É mais frequente e mais intensa em períodos frios e secos.
A baixa umidade ambiental, o aquecimento artificial e os banhos quentes favorecem a perda de água e a piora da xerose.
Acomete preferencialmente as pernas, sobretudo a região pré-tibial, e ainda antebraços, mãos, pés e tronco.
Fatores de risco e doenças associadas
A dermatite asteatósica ocorre sobre pele intensamente xerótica.
A xerose resulta de deficiência de hidrolipídios: redução da quantidade ou da qualidade dos lipídios epidérmicos e dos componentes hidrofílicos do estrato córneo, especialmente o fator natural de hidratação.

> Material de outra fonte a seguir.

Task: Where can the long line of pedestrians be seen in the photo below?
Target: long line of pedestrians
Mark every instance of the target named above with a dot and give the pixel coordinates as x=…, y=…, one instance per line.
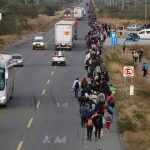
x=96, y=100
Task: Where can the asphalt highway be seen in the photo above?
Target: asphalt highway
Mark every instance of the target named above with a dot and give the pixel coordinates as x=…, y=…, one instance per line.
x=43, y=114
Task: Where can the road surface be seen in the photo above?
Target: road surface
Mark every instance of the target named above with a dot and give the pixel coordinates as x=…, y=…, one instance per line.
x=43, y=114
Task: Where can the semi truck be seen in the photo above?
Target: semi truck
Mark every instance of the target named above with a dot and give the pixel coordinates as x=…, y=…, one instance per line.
x=78, y=12
x=64, y=34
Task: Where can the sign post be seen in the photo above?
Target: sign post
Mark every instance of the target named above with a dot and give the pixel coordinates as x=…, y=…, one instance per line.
x=128, y=71
x=114, y=40
x=0, y=15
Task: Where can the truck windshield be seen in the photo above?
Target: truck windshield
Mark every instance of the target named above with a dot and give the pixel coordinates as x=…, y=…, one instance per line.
x=2, y=79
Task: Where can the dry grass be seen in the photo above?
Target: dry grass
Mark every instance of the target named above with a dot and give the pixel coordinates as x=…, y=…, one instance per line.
x=40, y=24
x=136, y=111
x=119, y=22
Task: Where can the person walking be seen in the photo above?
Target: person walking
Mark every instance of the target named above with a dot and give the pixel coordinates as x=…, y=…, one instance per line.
x=76, y=86
x=89, y=126
x=123, y=46
x=141, y=54
x=98, y=123
x=108, y=121
x=145, y=69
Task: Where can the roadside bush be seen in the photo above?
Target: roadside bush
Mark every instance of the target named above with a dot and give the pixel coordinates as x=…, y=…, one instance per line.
x=126, y=124
x=139, y=116
x=144, y=93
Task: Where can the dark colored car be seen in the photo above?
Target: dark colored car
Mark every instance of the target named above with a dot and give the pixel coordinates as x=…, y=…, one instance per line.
x=132, y=36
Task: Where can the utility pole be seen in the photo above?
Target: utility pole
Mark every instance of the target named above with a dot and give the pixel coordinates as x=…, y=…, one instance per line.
x=145, y=11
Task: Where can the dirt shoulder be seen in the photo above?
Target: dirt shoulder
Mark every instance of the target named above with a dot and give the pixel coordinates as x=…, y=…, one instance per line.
x=40, y=24
x=133, y=113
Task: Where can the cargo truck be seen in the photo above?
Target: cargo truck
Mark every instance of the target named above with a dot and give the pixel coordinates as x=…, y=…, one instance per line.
x=64, y=34
x=78, y=12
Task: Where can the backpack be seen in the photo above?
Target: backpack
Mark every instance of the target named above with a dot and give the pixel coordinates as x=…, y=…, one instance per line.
x=77, y=85
x=83, y=112
x=98, y=120
x=90, y=123
x=108, y=119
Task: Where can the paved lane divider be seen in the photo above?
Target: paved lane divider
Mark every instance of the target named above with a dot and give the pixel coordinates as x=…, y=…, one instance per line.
x=20, y=145
x=52, y=73
x=30, y=123
x=43, y=92
x=38, y=104
x=48, y=81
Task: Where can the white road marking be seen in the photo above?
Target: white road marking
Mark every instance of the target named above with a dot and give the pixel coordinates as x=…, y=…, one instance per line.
x=30, y=122
x=65, y=105
x=47, y=139
x=48, y=81
x=55, y=140
x=43, y=92
x=52, y=73
x=60, y=140
x=20, y=145
x=58, y=104
x=38, y=104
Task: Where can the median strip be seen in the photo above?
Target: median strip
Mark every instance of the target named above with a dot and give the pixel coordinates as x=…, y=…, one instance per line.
x=43, y=92
x=30, y=122
x=20, y=145
x=48, y=81
x=52, y=72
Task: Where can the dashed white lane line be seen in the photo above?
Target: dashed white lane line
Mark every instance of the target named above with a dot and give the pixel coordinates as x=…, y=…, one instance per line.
x=52, y=73
x=30, y=123
x=43, y=92
x=20, y=145
x=38, y=104
x=48, y=81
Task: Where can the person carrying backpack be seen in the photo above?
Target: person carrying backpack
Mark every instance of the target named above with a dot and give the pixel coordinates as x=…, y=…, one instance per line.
x=76, y=86
x=89, y=126
x=83, y=113
x=98, y=123
x=108, y=121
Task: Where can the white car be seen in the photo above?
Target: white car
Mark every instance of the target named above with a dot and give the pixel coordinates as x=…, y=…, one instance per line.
x=59, y=60
x=134, y=27
x=17, y=60
x=38, y=42
x=144, y=34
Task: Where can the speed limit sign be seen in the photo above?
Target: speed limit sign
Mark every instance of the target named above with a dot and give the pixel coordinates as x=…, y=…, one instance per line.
x=128, y=71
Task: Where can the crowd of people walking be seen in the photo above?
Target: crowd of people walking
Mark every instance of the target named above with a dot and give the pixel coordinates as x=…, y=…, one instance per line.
x=93, y=92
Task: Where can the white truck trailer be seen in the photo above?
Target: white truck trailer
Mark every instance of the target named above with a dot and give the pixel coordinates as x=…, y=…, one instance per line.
x=64, y=34
x=78, y=12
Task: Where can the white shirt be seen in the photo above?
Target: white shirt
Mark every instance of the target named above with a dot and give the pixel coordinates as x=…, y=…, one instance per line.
x=74, y=83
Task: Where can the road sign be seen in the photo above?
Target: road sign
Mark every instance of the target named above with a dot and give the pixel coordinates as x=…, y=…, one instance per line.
x=128, y=71
x=0, y=16
x=131, y=90
x=114, y=34
x=114, y=41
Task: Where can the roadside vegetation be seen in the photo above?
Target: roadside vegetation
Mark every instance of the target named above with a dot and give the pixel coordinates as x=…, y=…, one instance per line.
x=133, y=114
x=20, y=20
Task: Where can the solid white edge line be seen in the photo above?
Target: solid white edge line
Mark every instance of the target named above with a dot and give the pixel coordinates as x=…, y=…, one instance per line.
x=30, y=122
x=43, y=92
x=38, y=104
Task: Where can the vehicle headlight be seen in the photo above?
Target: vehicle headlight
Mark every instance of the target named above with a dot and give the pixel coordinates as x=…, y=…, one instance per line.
x=3, y=98
x=19, y=61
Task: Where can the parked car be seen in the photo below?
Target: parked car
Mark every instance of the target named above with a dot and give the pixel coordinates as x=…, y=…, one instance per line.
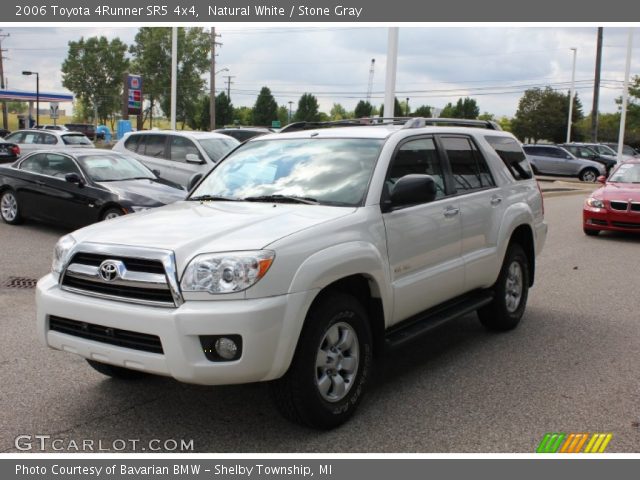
x=76, y=187
x=302, y=256
x=587, y=153
x=242, y=134
x=179, y=156
x=87, y=129
x=31, y=140
x=615, y=205
x=9, y=152
x=554, y=160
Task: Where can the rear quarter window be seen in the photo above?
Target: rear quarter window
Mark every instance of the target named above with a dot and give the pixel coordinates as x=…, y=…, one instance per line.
x=512, y=155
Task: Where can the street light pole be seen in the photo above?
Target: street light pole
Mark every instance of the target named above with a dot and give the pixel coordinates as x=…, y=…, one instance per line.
x=37, y=94
x=571, y=94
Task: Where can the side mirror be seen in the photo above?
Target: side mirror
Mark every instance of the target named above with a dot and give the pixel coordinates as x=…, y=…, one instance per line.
x=412, y=189
x=74, y=178
x=193, y=158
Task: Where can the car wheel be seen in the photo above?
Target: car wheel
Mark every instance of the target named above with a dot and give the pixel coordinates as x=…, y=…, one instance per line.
x=331, y=367
x=9, y=208
x=588, y=175
x=116, y=372
x=510, y=292
x=111, y=213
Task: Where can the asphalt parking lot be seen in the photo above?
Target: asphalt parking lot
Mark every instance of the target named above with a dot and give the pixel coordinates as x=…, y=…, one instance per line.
x=571, y=366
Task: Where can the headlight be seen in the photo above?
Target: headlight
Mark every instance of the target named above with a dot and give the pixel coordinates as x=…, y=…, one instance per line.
x=227, y=272
x=61, y=254
x=595, y=202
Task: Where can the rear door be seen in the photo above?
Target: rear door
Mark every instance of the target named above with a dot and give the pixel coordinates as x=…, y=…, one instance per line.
x=423, y=241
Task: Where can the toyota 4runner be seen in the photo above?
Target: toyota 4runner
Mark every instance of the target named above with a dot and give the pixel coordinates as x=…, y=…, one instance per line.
x=300, y=257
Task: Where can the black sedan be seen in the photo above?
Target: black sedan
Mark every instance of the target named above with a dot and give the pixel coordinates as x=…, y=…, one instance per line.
x=77, y=187
x=9, y=152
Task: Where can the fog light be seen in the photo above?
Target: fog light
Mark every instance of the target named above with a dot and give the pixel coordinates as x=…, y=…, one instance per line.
x=226, y=348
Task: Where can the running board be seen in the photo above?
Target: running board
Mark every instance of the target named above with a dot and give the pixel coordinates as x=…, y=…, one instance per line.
x=426, y=321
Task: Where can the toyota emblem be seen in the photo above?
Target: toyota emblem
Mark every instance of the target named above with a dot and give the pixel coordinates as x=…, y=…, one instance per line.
x=109, y=270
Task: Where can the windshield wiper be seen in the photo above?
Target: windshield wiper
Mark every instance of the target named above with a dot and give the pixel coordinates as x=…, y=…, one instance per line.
x=204, y=198
x=282, y=199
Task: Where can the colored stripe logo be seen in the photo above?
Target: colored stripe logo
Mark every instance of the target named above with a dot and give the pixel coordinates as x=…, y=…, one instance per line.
x=574, y=443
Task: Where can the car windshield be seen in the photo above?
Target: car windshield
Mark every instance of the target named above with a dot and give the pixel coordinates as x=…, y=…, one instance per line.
x=325, y=171
x=626, y=173
x=216, y=148
x=113, y=167
x=77, y=139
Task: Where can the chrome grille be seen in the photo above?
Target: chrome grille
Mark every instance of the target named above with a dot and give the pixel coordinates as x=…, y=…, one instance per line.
x=143, y=276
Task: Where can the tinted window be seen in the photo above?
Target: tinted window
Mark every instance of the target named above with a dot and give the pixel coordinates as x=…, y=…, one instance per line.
x=153, y=146
x=180, y=147
x=512, y=155
x=469, y=169
x=417, y=156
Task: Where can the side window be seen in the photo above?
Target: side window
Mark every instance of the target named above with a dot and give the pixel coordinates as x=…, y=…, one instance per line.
x=181, y=147
x=132, y=142
x=417, y=156
x=511, y=154
x=469, y=169
x=154, y=146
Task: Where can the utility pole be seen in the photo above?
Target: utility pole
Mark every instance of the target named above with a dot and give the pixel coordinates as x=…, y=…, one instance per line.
x=2, y=85
x=596, y=89
x=229, y=82
x=212, y=80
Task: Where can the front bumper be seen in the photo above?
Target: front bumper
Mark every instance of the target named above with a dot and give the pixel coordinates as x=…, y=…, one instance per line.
x=269, y=328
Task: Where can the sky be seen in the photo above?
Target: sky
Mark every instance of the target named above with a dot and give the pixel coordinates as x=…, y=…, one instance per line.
x=436, y=65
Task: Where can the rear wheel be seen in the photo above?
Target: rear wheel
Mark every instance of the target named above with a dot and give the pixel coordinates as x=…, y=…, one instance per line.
x=116, y=372
x=330, y=369
x=510, y=292
x=9, y=208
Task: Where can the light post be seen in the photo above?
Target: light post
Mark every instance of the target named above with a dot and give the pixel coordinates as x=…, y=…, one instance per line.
x=571, y=94
x=37, y=94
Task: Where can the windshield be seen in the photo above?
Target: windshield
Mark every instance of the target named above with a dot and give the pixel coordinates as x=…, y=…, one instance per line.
x=326, y=171
x=626, y=173
x=76, y=140
x=113, y=167
x=216, y=148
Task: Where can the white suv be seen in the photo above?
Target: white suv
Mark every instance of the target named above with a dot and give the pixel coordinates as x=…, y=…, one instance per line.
x=300, y=257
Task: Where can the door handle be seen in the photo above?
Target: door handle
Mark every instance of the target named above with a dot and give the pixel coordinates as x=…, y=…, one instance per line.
x=451, y=212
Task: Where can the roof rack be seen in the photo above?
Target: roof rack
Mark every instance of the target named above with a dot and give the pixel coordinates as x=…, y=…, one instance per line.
x=405, y=122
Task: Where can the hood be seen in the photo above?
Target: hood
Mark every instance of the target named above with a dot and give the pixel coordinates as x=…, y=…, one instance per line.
x=619, y=191
x=189, y=228
x=145, y=192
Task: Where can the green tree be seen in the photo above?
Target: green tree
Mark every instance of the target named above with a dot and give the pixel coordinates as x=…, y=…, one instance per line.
x=338, y=112
x=363, y=109
x=93, y=71
x=265, y=109
x=422, y=111
x=307, y=110
x=152, y=60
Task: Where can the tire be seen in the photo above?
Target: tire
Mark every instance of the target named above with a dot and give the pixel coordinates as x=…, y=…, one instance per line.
x=111, y=213
x=119, y=373
x=329, y=374
x=10, y=208
x=511, y=292
x=588, y=175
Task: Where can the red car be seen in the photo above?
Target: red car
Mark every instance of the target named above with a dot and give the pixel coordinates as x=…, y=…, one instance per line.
x=615, y=205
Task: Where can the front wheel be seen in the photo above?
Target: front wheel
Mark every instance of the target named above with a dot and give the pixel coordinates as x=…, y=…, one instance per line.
x=330, y=369
x=510, y=292
x=588, y=175
x=9, y=208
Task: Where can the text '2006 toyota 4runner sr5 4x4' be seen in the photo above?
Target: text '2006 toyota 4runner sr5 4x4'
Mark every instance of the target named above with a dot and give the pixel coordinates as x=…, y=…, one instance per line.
x=301, y=256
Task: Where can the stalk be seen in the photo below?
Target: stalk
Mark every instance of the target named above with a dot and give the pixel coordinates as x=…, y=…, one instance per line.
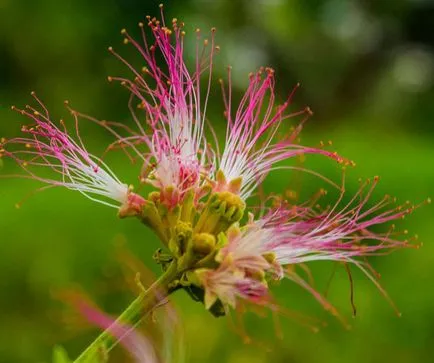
x=140, y=307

No idoso, há redução progressiva da capacidade de retenção de água no estrato córneo, menor atividade sebácea, menor sudorese, alteração da matriz lipídica intercelular e perda de elasticidade cutânea.
O estrato córneo normal depende de corneócitos bem organizados, ricos em fator natural de hidratação, e de matriz lipídica intercelular adequada; quando esses componentes falham, a pele perde água com mais facilidade.
A pele desidratada torna-se áspera, opaca, descamativa e menos elástica, e o ressecamento progressivo abre fissuras finas e inflamação.
A fissuração do estrato córneo favorece ardor, dor, prurido, escoriações, exsudação e crostas, e a barreira alterada aumenta a sensibilidade a irritantes, alérgenos e patógenos.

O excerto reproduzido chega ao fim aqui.